5. Het verzoek om een voorlopige voorziening wordt afgewezen omdat er op het beroep is beslist. Voor een proceskostenveroordeling in die zaak bestaat geen aanleiding en evenmin om verweerder op te dragen het griffierecht aan verzoeker te vergoeden.

Beslissing

De voorzieningenrechter:
In de zaak 16/6437
- verklaart het beroep gegrond;
- vernietigt het bestreden besluit;
- verklaart het bezwaar gegrond;
- herroept het primaire besluit en bepaalt dat deze uitspraak in de plaats treedt van het vernietigde bestreden besluit;
- draagt verweerder op het betaalde griffierecht van € 168,- aan verzoeker te vergoeden;
- veroordeelt verweerder in de proceskosten van verzoeker tot een bedrag van
€ 1.980,- .
In de zaak 17/4705
- wijst het verzoek om een voorlopige voorziening af.
Deze uitspraak is gedaan door voorzieningenrechter mr. P.H.A. Knol, in aanwezigheid van R.E. Toonen, griffier. De beslissing is in het openbaar uitgesproken op 17 oktober 2017.
de griffier
de voorzieningenrechter
Afschrift verzonden aan partijen op:

Rechtsmiddel

Tegen de uitspraak op beroep kan binnen zes weken na de dag van verzending daarvan hoger beroep worden ingesteld bij de Afdeling bestuursrechtspraak van de Raad van State.
Als hoger beroep is ingesteld, kan bij de voorzieningenrechter van de hogerberoepsrechter worden verzocht om het treffen van een voorlopige voorziening.
Tegen de beslissing op het verzoek om een voorlopige voorziening staat geen rechtsmiddel open.

Bijlage

Bij de beoordeling van de zaak heeft de voorzieningenrechter gelet op de volgende regelgeving:
Beleidskader voor het toetsen van ingrepen of herstel van monumenten
7.5
Liften
Beoordelingscriteria
Uitgangspunten
Een bestaande liftinstallatie kan een historische waarde vertegenwoordigen; het behoud hiervan is uitgangspunt.
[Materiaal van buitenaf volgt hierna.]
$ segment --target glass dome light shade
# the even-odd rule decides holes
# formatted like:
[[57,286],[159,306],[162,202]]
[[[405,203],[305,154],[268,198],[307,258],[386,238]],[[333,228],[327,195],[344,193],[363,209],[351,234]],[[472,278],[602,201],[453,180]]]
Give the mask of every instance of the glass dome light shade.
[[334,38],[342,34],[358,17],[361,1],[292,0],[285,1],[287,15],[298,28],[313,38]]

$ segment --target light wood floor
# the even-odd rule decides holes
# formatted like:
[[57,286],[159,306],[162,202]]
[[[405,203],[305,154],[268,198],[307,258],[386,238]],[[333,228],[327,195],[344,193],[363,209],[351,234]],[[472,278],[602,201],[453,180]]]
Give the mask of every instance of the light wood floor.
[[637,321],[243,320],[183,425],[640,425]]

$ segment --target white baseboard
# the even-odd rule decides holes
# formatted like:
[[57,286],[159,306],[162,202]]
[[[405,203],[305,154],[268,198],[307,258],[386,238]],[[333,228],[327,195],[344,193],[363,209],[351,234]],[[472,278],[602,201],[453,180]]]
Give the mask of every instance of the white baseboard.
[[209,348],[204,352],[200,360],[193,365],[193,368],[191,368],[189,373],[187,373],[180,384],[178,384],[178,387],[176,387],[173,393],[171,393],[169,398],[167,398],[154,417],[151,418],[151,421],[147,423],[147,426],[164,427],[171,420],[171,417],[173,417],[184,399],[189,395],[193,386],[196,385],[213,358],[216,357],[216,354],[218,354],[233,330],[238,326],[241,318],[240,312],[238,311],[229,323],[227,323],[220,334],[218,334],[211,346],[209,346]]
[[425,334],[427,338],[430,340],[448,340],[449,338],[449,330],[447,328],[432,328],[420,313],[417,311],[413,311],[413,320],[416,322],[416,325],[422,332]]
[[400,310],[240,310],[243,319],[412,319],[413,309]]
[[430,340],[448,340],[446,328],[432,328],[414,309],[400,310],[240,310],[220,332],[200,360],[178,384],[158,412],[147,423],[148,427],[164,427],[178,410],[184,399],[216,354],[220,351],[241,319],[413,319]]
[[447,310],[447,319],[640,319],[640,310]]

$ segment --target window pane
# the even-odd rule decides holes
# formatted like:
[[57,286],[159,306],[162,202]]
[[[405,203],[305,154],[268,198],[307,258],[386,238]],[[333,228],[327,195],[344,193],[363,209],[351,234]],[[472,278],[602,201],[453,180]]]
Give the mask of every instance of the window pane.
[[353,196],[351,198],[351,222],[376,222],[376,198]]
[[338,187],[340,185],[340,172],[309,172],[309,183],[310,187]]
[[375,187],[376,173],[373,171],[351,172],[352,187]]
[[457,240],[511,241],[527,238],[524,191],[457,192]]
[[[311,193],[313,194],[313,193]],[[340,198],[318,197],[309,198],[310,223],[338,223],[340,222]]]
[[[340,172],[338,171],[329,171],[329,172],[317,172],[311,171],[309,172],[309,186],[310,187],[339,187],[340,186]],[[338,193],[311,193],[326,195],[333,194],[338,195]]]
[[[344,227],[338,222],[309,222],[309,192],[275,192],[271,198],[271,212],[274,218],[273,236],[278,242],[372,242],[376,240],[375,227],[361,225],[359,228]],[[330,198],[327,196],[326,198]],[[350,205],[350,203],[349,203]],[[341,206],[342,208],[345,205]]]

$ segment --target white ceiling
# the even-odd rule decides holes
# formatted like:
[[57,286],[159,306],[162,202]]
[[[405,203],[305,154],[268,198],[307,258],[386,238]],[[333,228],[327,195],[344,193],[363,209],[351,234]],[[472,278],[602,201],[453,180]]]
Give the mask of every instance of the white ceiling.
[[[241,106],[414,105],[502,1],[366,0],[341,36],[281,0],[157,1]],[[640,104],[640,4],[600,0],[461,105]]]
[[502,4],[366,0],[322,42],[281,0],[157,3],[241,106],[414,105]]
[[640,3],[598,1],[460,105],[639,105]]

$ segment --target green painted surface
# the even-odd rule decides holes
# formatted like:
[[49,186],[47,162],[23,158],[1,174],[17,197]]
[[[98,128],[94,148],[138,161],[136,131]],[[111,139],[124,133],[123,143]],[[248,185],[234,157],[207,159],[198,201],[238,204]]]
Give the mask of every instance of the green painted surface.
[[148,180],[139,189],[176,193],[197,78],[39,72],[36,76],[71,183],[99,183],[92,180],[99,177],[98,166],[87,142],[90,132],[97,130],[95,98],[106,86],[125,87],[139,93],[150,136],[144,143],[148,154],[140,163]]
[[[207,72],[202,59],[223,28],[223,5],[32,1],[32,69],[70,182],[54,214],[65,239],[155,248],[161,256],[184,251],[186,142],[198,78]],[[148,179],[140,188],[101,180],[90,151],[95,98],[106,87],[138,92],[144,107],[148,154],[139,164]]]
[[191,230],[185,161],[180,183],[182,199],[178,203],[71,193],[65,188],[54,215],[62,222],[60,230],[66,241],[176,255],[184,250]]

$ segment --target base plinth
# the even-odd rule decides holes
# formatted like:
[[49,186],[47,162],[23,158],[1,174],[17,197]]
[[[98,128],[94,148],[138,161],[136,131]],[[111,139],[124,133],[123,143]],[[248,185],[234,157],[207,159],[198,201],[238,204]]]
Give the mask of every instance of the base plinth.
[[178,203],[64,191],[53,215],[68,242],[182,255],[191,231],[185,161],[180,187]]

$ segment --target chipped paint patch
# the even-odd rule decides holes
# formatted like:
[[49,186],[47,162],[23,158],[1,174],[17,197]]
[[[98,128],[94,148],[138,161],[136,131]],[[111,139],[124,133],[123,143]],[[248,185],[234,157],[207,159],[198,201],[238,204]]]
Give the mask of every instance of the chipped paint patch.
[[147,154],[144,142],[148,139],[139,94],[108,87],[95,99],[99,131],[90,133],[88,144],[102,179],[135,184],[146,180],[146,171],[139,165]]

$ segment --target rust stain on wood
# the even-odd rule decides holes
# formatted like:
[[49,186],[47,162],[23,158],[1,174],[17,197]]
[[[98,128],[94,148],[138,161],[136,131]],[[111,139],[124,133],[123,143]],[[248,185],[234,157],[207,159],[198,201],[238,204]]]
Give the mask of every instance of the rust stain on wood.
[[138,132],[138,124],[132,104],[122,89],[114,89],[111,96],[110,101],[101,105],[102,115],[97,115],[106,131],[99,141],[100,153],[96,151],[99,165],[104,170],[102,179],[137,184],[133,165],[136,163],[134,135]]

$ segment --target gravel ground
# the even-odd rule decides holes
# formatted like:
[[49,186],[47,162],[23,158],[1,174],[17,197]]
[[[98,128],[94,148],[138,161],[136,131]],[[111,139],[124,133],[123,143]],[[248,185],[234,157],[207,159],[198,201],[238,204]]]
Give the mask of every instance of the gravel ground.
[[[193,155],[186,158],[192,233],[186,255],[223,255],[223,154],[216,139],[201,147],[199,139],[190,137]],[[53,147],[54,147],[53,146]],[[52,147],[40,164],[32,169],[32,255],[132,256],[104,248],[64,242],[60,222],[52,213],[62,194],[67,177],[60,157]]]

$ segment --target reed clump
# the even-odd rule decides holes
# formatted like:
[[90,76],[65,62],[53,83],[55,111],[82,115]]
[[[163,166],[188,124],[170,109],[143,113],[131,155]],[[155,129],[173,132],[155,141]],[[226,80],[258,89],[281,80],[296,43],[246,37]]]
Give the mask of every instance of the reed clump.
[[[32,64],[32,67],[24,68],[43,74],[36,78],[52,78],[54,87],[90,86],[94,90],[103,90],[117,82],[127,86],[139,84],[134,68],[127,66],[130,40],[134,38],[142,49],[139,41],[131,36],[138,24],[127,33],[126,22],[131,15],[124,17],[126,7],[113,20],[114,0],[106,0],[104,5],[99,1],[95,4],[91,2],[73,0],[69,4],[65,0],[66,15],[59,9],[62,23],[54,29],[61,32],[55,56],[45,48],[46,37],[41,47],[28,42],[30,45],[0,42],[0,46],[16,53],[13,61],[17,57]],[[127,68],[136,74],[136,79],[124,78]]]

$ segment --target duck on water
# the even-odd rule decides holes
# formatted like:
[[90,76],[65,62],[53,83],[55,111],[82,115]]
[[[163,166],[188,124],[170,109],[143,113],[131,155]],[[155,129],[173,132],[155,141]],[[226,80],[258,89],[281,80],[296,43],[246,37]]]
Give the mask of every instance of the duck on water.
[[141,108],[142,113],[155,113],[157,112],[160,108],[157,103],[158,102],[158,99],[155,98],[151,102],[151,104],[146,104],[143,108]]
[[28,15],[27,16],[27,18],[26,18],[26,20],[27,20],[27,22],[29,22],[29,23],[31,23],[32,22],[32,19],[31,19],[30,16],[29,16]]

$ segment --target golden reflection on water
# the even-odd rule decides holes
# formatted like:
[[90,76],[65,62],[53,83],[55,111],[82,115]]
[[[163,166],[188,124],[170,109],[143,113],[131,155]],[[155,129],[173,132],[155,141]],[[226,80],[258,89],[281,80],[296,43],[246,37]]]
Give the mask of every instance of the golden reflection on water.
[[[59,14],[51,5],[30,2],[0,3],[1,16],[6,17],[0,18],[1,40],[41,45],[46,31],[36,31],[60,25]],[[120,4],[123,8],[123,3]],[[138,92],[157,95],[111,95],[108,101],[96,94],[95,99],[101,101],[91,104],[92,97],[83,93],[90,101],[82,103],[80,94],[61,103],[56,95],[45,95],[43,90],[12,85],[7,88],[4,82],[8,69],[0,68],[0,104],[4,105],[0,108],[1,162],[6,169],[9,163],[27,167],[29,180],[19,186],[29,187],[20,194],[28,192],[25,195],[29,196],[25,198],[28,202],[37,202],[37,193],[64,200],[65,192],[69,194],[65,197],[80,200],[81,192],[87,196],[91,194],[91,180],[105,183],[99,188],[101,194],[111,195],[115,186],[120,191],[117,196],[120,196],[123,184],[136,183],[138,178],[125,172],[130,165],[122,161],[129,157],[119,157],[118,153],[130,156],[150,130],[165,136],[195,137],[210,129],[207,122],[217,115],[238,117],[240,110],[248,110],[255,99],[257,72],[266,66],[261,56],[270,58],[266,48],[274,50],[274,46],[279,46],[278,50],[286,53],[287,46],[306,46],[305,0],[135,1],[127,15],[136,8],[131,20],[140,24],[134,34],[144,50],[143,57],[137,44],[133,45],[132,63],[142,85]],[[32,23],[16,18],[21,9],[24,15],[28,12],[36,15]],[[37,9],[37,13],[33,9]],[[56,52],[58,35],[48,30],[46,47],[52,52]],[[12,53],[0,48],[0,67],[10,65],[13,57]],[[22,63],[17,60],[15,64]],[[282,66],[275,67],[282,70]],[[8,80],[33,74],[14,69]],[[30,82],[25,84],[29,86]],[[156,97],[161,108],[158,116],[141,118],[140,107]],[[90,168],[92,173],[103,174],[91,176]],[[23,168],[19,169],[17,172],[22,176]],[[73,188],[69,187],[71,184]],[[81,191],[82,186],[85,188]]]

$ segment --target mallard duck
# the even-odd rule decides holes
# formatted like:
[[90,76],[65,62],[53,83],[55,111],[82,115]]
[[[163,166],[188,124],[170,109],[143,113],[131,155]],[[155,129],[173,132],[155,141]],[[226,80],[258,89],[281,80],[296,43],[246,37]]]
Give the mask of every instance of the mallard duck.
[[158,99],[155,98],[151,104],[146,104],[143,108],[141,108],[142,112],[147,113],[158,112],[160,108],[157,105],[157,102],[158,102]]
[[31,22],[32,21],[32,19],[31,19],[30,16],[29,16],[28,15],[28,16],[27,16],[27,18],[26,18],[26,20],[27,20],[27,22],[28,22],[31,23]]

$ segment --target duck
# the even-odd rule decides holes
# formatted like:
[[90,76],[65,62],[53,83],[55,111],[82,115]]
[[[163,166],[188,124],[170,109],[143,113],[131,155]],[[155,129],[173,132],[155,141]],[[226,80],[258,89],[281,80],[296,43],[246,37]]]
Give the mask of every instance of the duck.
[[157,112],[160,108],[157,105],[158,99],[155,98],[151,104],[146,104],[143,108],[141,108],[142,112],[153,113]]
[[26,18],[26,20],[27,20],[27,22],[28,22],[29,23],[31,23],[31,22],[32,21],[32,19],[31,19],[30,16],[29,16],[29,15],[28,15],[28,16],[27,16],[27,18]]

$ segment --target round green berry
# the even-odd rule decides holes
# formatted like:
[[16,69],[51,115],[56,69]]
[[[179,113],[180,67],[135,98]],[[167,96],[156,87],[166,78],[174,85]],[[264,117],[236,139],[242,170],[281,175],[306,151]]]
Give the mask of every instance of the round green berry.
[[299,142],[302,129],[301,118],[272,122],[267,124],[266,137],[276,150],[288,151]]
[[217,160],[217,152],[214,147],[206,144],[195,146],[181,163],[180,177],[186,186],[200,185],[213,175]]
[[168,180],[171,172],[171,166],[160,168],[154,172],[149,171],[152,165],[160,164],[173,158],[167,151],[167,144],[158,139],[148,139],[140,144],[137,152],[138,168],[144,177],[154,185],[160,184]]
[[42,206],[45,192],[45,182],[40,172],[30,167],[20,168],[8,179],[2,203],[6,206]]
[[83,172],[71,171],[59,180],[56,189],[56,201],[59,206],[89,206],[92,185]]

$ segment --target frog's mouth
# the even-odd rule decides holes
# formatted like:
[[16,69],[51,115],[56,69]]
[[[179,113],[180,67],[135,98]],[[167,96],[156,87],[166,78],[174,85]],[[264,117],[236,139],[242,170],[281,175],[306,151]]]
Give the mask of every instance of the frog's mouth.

Wanneer liften niet zijn te modificeren naar de hedendaagse veiligheidseisen is het vaak wel mogelijk de afwerking op te nemen in een nieuwe installatie.
Nieuwe liften zijn bij woonhuizen niet toegestaan tenzij er geen wezenlijke monumentale waarden in het geding zijn. Een liftopbouw is in beginsel niet toegestaan.